O impacto desse descaso para com a indústria também pode ser percebido na baixa produtividade, um dos grandes responsáveis pela falta de crescimento da nossa economia. Em 1950, a participação do setor manufatureiro no PIB era de 11,6% e a nossa produtividade correspondia a 25% da norte-americana. Já em 1980, a indústria chegou a 20,2% do PIB e a produtividade a 40,3% dos Estados Unidos. Em 2015, os números voltaram a 11,4% e 24,9%, respectivamente. Portanto, quem mais pode contribuir para o crescimento do Brasil está sendo fortemente penalizado. Um tiro no pé.

Quando a Índia lança uma política industrial chamada Make in India e diversos países, liderados recentemente pelos Estados Unidos, reduzem alíquotas de imposto de renda para tornar as suas indústrias mais competitivas, está mais do que na hora de o Brasil decidir a sua estratégia para o desenvolvimento futuro.
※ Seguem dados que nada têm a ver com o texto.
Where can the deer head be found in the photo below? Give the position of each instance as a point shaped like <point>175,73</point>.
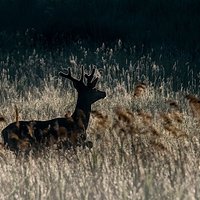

Estudo elaborado em 2019 pela consultoria Ernst & Young para a CNI revelou que a redução de alíquotas de imposto sobre a renda de empresas normalmente busca fomentar investimentos e aumentar a competitividade internacional. A alíquota média dos países da Organização para a Cooperação e Desenvolvimento Econômico (OCDE), que no ano 2000 estava pouco acima dos 32%, caíra já para 24,1% sem curiosamente, ou não, afetar a arrecadação, que oscilou levemente em torno dos 34% do PIB. Os Estados Unidos e a Argentina, importantes parceiros comerciais do Brasil, reduziram as suas de 35% para 21% e 25% (gradualmente até 2020) respectivamente. Na África do Sul, a alíquota é de 28%, na China e Chile, 25%, na Rússia, 20%, e no Paraguai, 10%. Brasil e Índia, com 34%, vão ficar defasados se não acompanharem o movimento.

Aliás, o ministro da Economia, Paulo Guedes já anunciou estar preocupado com a questão. Ainda mais que no Brasil as empresas enfrentam outros desafios como a absurda complexidade da estrutura de impostos cobrados, a imprevisibilidade legislativa, do judiciário e das instâncias administrativas na área tributária. Além do agravante de a maioria das empresas ter de recolher impostos antes de receber do cliente, com forte impacto na necessidade de capital de giro, quando sabemos que a disponibilidade de crédito não é das mais generosas no país.

Combater os privilégios e distorções na relação do governo com o setor privado é desejável e necessário. Mas como a grande maioria da indústria brasileira nunca fez parte deste cenário, o tratamento a ser aplicado deve matar a doença e não o paciente. O único benefício que o setor precisa chama competitividade, isto é, a redução do Custo Brasil.